I thought I’d occasionally post various theologians’ definition of what exactly theology is. In my first post, I outlined Robert L. Reymond’s definition as given in the Introduction to his A New Systematic Theology of the Christian Faith.
|Robert L. Reymond (1932-2013)|
He concludes his introduction with a list of “specific aspects of the Reformed theological task” (xxxiv-xxxv), which I will recount here:
First, Reymond asserts that the “Reformed systematician should provide his readers with cognitive information concerning”:
1. The major loci and cardinal doctrines of Christian theology as set forth in Holy Scripture (and what he gives his readers should be, with no change in basic content, preachable and teachable material).
2. The historic faith of the early church and the manner in which the church articulated and expressed its faith in its creeds and symbols.
3. The distinctive nature, richness, and beauty of the Reformed faith as the teaching of Holy Scripture.
4. Reformed orthodoxy and its validity as the most viable contemporary expression of spiritual orthodoxy.

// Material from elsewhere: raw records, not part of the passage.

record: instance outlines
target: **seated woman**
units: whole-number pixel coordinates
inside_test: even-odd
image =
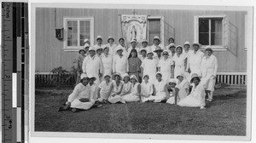
[[[204,83],[201,82],[198,75],[196,73],[193,73],[190,83],[192,82],[193,88],[190,94],[178,102],[177,105],[180,106],[201,107],[201,109],[205,109],[205,85],[207,85],[209,80]]]
[[[122,98],[125,102],[137,102],[140,100],[141,85],[137,81],[135,75],[131,76],[131,92],[126,95],[123,95]]]
[[[149,97],[150,101],[154,102],[163,102],[166,101],[166,97],[168,93],[166,92],[166,82],[162,79],[162,74],[160,72],[156,72],[156,81],[154,83],[154,87],[155,88],[155,95]]]
[[[182,73],[177,76],[177,83],[176,87],[178,89],[178,97],[181,100],[189,94],[189,83]]]
[[[72,112],[75,112],[78,109],[88,110],[94,105],[95,100],[90,96],[90,86],[88,84],[89,77],[85,73],[81,74],[80,82],[68,96],[66,106],[63,108],[61,107],[59,111],[73,108]]]
[[[148,75],[145,75],[143,77],[143,82],[141,83],[141,100],[142,102],[148,101],[149,97],[154,93],[153,84],[148,82],[149,77]]]
[[[121,96],[131,94],[131,83],[130,82],[130,77],[128,73],[125,73],[123,75],[123,79],[124,79],[124,85],[121,92]]]
[[[110,87],[112,85],[112,81],[110,78],[109,75],[104,76],[104,81],[102,81],[99,85],[98,99],[96,101],[100,103],[107,103],[111,92]]]
[[[94,82],[96,81],[96,77],[89,77],[89,84],[90,86],[90,97],[94,100],[97,100],[97,94],[98,94],[98,85],[96,84]]]
[[[166,92],[168,93],[168,100],[166,103],[176,104],[180,100],[178,97],[178,89],[176,88],[176,80],[170,78],[166,86]]]
[[[114,77],[114,81],[113,81],[113,83],[110,86],[111,93],[108,97],[108,101],[110,103],[125,103],[121,98],[121,92],[124,86],[124,83],[121,81],[121,75],[119,73],[115,73],[113,77]]]

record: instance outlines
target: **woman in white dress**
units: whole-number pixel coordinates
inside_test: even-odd
[[[146,102],[149,100],[149,97],[154,94],[154,87],[151,83],[148,82],[148,75],[143,77],[143,81],[141,83],[141,100],[142,102]]]
[[[176,88],[176,80],[174,78],[170,78],[166,85],[166,92],[168,93],[167,94],[167,100],[166,103],[168,104],[175,104],[180,100],[178,97],[178,89]]]
[[[113,81],[110,87],[111,94],[108,97],[108,101],[113,104],[117,102],[125,103],[121,98],[121,92],[124,85],[124,83],[121,81],[121,75],[119,73],[115,73],[113,77],[114,81]]]
[[[124,85],[121,92],[121,96],[131,94],[131,83],[130,82],[130,76],[127,73],[123,75]]]
[[[106,46],[109,48],[109,54],[112,54],[112,56],[116,54],[114,49],[116,48],[117,45],[114,44],[113,42],[114,42],[114,39],[109,36],[108,37],[108,43]]]
[[[105,75],[104,79],[105,80],[100,83],[98,88],[98,99],[96,101],[100,103],[107,103],[111,92],[110,87],[112,85],[112,80],[110,75]]]
[[[109,48],[105,47],[104,53],[101,55],[103,66],[103,75],[112,75],[113,56],[109,54]],[[101,81],[103,81],[103,77]]]
[[[200,65],[201,62],[201,59],[204,56],[204,54],[201,50],[199,50],[201,47],[201,45],[199,43],[194,42],[194,49],[188,53],[188,64],[186,72],[189,72],[190,74],[200,74]]]
[[[205,109],[205,89],[206,84],[207,84],[209,80],[206,81],[206,83],[201,82],[198,75],[196,73],[193,73],[190,81],[190,83],[193,83],[191,93],[189,96],[180,100],[177,105],[180,106],[201,107],[201,109]]]
[[[140,100],[141,85],[135,75],[131,76],[131,93],[123,95],[122,98],[125,102],[137,102]]]
[[[185,72],[185,66],[186,66],[186,54],[183,54],[183,48],[178,45],[176,48],[176,54],[172,57],[172,60],[174,62],[174,77],[177,77],[179,74],[183,74]]]
[[[214,92],[214,85],[216,83],[216,74],[218,69],[218,60],[217,58],[212,54],[212,49],[211,48],[207,48],[206,55],[202,58],[201,63],[201,81],[205,82],[209,79],[209,83],[206,89],[206,93],[208,95],[207,100],[212,101],[212,96]]]
[[[177,82],[176,87],[178,89],[178,97],[181,100],[189,94],[190,84],[183,74],[177,75]]]
[[[123,49],[116,47],[117,55],[113,58],[113,72],[118,72],[121,75],[129,72],[128,59],[123,54]]]
[[[162,102],[166,100],[168,93],[166,91],[166,83],[162,79],[162,74],[156,72],[156,79],[154,83],[155,95],[149,96],[149,100],[154,102]]]
[[[147,57],[142,63],[142,73],[144,75],[148,75],[149,83],[154,83],[155,81],[155,73],[157,72],[157,61],[153,58],[153,52],[151,50],[147,51]]]
[[[68,96],[64,107],[61,107],[59,112],[67,111],[72,108],[75,112],[78,109],[88,110],[95,103],[95,100],[90,96],[90,86],[89,77],[85,73],[81,74],[81,83],[75,86],[73,93]]]
[[[173,77],[173,61],[169,58],[167,50],[164,50],[163,58],[159,61],[158,67],[163,75],[163,80],[167,82],[171,77]]]

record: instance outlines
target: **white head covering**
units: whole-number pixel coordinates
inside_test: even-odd
[[[176,80],[175,80],[174,78],[170,78],[170,79],[168,80],[168,83],[174,83],[177,84]]]
[[[157,74],[160,74],[161,76],[163,76],[162,73],[161,73],[160,72],[157,72],[155,73],[155,76],[156,76]]]
[[[102,40],[102,37],[100,35],[97,36],[96,40],[98,40],[99,38]]]
[[[85,73],[81,74],[81,79],[87,78],[87,77],[88,77],[87,74]]]
[[[114,39],[111,37],[111,36],[109,36],[108,37],[108,43],[109,43],[108,41],[109,41],[109,39],[113,39],[113,42],[114,42]]]
[[[130,43],[137,43],[136,39],[132,39]]]
[[[88,50],[88,52],[90,52],[90,51],[91,51],[91,50],[93,50],[93,51],[95,51],[95,52],[96,52],[96,50],[95,50],[95,48],[94,48],[94,47],[90,47],[90,48],[89,48],[89,50]]]
[[[162,54],[164,54],[164,53],[166,53],[167,54],[169,54],[169,52],[166,49],[165,49]]]
[[[183,44],[183,46],[185,46],[185,45],[189,45],[189,47],[190,47],[189,42],[189,41],[186,41],[185,43]]]
[[[130,77],[130,76],[128,75],[128,73],[124,73],[124,74],[123,74],[123,78],[125,78],[125,77]]]
[[[168,47],[168,49],[169,49],[171,47],[174,47],[174,48],[176,48],[175,44],[174,44],[174,43],[170,43],[170,44],[169,44],[167,47]]]
[[[154,39],[158,39],[159,41],[161,41],[158,36],[154,36],[154,38],[153,38],[153,41],[154,41]]]
[[[136,77],[135,75],[131,75],[131,76],[130,77],[130,78],[131,78],[131,78],[134,78],[134,79],[136,79],[136,81],[137,82],[137,77]]]
[[[116,51],[119,51],[119,50],[122,50],[122,51],[124,50],[121,45],[118,45],[116,47]]]
[[[88,44],[87,43],[84,45],[84,48],[90,47],[90,44]]]
[[[146,52],[147,52],[147,49],[143,49],[143,48],[141,48],[141,49],[140,49],[140,52],[142,52],[143,50],[144,50],[144,51],[146,51]]]
[[[198,45],[199,48],[201,48],[201,44],[199,43],[197,41],[195,41],[195,42],[193,43],[192,46],[194,46],[194,45]]]
[[[84,43],[86,43],[86,42],[90,42],[89,39],[86,38],[86,39],[84,40]]]
[[[146,39],[143,39],[143,40],[142,41],[142,43],[148,43],[148,40],[146,40]]]
[[[152,50],[150,49],[148,49],[148,50],[147,50],[147,55],[148,54],[154,54],[154,53],[152,52]]]

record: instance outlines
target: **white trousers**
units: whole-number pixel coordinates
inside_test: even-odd
[[[75,99],[71,102],[70,107],[88,110],[94,105],[94,103],[95,103],[95,101],[81,102],[79,100]]]
[[[137,102],[139,101],[140,99],[138,96],[134,95],[132,94],[128,94],[121,97],[125,102]]]
[[[109,97],[108,97],[108,101],[110,102],[110,103],[117,103],[117,102],[122,102],[122,103],[125,103],[125,101],[124,101],[124,100],[122,99],[122,97],[120,96],[120,95],[115,95],[115,96],[112,96],[112,95],[110,95]]]

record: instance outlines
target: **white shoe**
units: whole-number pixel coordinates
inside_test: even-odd
[[[204,106],[201,106],[200,109],[207,109],[207,108]]]

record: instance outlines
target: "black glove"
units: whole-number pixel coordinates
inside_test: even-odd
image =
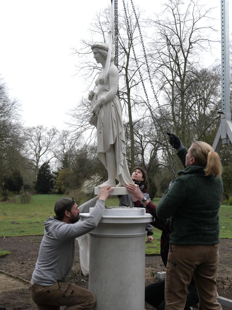
[[[167,132],[167,134],[169,136],[169,143],[170,145],[172,146],[174,148],[179,150],[184,147],[180,139],[178,137],[174,134],[171,134],[170,132]]]

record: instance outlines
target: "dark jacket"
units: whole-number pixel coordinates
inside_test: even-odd
[[[186,148],[178,154],[183,163]],[[164,194],[157,208],[160,219],[172,217],[170,243],[214,244],[219,242],[218,210],[221,178],[206,176],[204,168],[187,167]]]

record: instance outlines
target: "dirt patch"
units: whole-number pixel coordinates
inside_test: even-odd
[[[0,258],[0,270],[29,281],[35,268],[41,239],[40,236],[0,238],[0,248],[10,251],[11,253],[11,255]],[[70,280],[79,286],[88,288],[88,278],[81,274],[77,241],[76,246]],[[232,240],[221,239],[217,291],[220,296],[230,299],[232,299]],[[157,281],[155,276],[152,276],[156,271],[165,271],[165,268],[159,255],[146,256],[146,285]],[[36,310],[36,307],[32,302],[26,284],[5,275],[0,274],[0,307],[6,307],[7,310]],[[154,309],[147,304],[145,308],[147,310]],[[229,309],[225,307],[222,308],[223,310]]]

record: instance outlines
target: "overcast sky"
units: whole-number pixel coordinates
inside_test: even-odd
[[[122,10],[122,1],[118,1],[119,9]],[[133,1],[149,13],[157,10],[161,2]],[[231,20],[231,0],[230,2]],[[81,76],[74,76],[78,57],[72,54],[71,46],[80,46],[80,39],[88,35],[87,29],[95,12],[110,2],[0,0],[0,74],[11,96],[21,104],[25,126],[65,128],[64,121],[70,117],[66,113],[84,95]],[[220,0],[199,2],[218,7],[214,12],[219,29]],[[220,53],[220,50],[219,57]]]

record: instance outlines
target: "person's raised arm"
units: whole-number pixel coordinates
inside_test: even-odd
[[[169,143],[170,145],[173,146],[177,151],[177,155],[181,161],[183,166],[184,168],[186,168],[185,156],[187,153],[187,149],[184,147],[180,139],[177,136],[170,132],[167,132],[167,134],[169,136]]]

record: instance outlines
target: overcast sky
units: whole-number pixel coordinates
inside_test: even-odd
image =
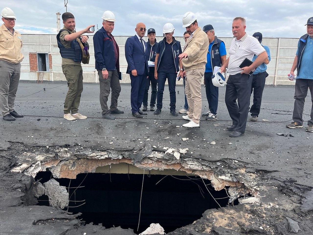
[[[75,17],[76,31],[92,24],[96,29],[97,24],[100,29],[103,12],[110,10],[116,20],[112,33],[115,36],[134,35],[136,24],[142,22],[147,29],[155,28],[158,36],[162,35],[163,25],[172,23],[175,29],[174,35],[182,36],[185,30],[182,18],[191,11],[197,15],[200,27],[212,24],[218,37],[232,36],[232,20],[241,16],[246,18],[246,32],[250,35],[260,32],[264,37],[299,38],[306,33],[304,25],[313,16],[312,0],[68,1],[67,11]],[[8,7],[14,12],[15,29],[22,34],[56,34],[56,13],[66,11],[64,0],[1,2],[1,9]]]

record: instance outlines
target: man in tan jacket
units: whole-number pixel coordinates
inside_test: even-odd
[[[190,35],[182,53],[178,56],[182,60],[186,76],[185,92],[189,108],[184,119],[189,121],[183,124],[185,127],[199,126],[202,108],[201,80],[204,74],[209,40],[206,34],[198,26],[197,16],[192,12],[186,13],[182,18],[182,27]]]

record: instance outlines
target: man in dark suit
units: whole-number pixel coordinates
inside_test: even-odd
[[[142,39],[146,30],[143,23],[136,26],[136,34],[128,38],[125,44],[125,56],[128,66],[126,73],[131,77],[131,105],[133,116],[142,118],[147,113],[140,109],[146,90],[146,79],[148,75],[147,45]]]

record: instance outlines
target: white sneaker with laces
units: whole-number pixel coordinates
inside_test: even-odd
[[[188,115],[186,115],[186,116],[183,116],[182,118],[184,119],[185,120],[188,120],[188,121],[191,121],[192,119],[188,117]]]
[[[70,113],[66,113],[66,114],[64,114],[64,116],[63,116],[63,117],[67,120],[68,120],[69,121],[73,121],[73,120],[76,120],[76,118],[72,116]]]
[[[191,121],[188,123],[182,124],[182,126],[185,127],[199,127],[200,126],[199,123],[198,124],[194,122],[193,121]]]
[[[184,108],[182,108],[180,110],[178,111],[178,113],[187,113],[187,112],[188,112],[188,111],[187,109],[185,109]]]
[[[76,113],[74,113],[74,114],[72,114],[72,116],[76,119],[86,119],[87,118],[87,116],[82,115],[78,112]]]

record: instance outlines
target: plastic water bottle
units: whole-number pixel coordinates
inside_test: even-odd
[[[288,76],[288,79],[290,81],[293,81],[294,82],[295,82],[295,78],[293,75],[289,74],[287,74],[287,76]]]

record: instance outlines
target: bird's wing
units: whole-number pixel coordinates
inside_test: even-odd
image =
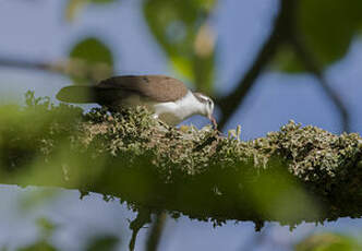
[[[122,75],[101,81],[101,89],[124,89],[155,101],[176,101],[188,94],[188,87],[179,80],[166,75]]]

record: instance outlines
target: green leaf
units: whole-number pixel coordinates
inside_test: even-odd
[[[81,40],[70,52],[70,75],[77,84],[107,79],[113,71],[111,50],[99,39]]]
[[[93,239],[88,247],[86,248],[87,251],[112,251],[116,250],[117,246],[119,243],[119,238],[114,236],[101,236],[96,237]]]
[[[73,22],[75,16],[89,3],[107,4],[116,0],[69,0],[65,8],[65,20]]]
[[[310,236],[295,246],[295,251],[358,251],[357,240],[338,234],[324,232]]]
[[[362,28],[361,0],[303,0],[300,1],[298,24],[306,46],[322,67],[346,56],[353,37]],[[301,72],[301,65],[289,46],[282,47],[276,57],[278,69],[287,72]]]
[[[177,73],[210,93],[215,36],[207,16],[216,0],[145,0],[144,15]],[[159,14],[162,13],[162,14]]]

5. Dominant motifs of contemporary theology from the posture of Reformed biblicism and confessionalism.
6. Philosophical, ideological, and religious themes of contemporary thought where they affect the content of the Christian gospel construed as including both Christian proclamation and Christian teaching.
Finally (and he saves the very best for last), Reymond writes that the “Reformed systematician is also responsible to impart this cognitive information in a way that will encourage his readers to grow in certain specific religious affections, specifically in their”:
1. Reverence for the Holy Scriptures as God’s Word to us and as the final instructional source and norm for faith and life.
2. Constant readiness to see God’s kingdom and the unity of the biblical covenants as the hermeneutical key to the understanding of Holy Scripture.
3. Appreciation for the Reformed theological heritage.
4. Perseverance in their effort to grow as systematic theologians.
5. Respect for the work of others who have addressed themselves to the systematic task.
6. Awe as those who have been granted the great privilege to study the “mind of Christ” as revealed in Holy Scripture.
7. Soberness as those who have been called to spread God’s word of judgment to the peoples of the world.
8. Joy as those who have been called to proclaim God’s word of grace to the same people.
9. Meekness as those who recognize that they too must live by and under that same Word which they study and apply to the lives of others.
10. Boldness to apply the doctrinal insights they gain winsomely and practically to Christian living and to a world in great need.
11. Sincere concern for a biblically faithful evangelization of a lost world and for the juridical subjugation of the nations under the “general equity” of Christ’s current messianic rule.
12. Humble, prayerful reliance upon God for all of these things, with the perpetual prayer that the “favor of the Lord will rest upon them and establish the work of their hands” (Ps. 90.17).
May God graciously make me all those things.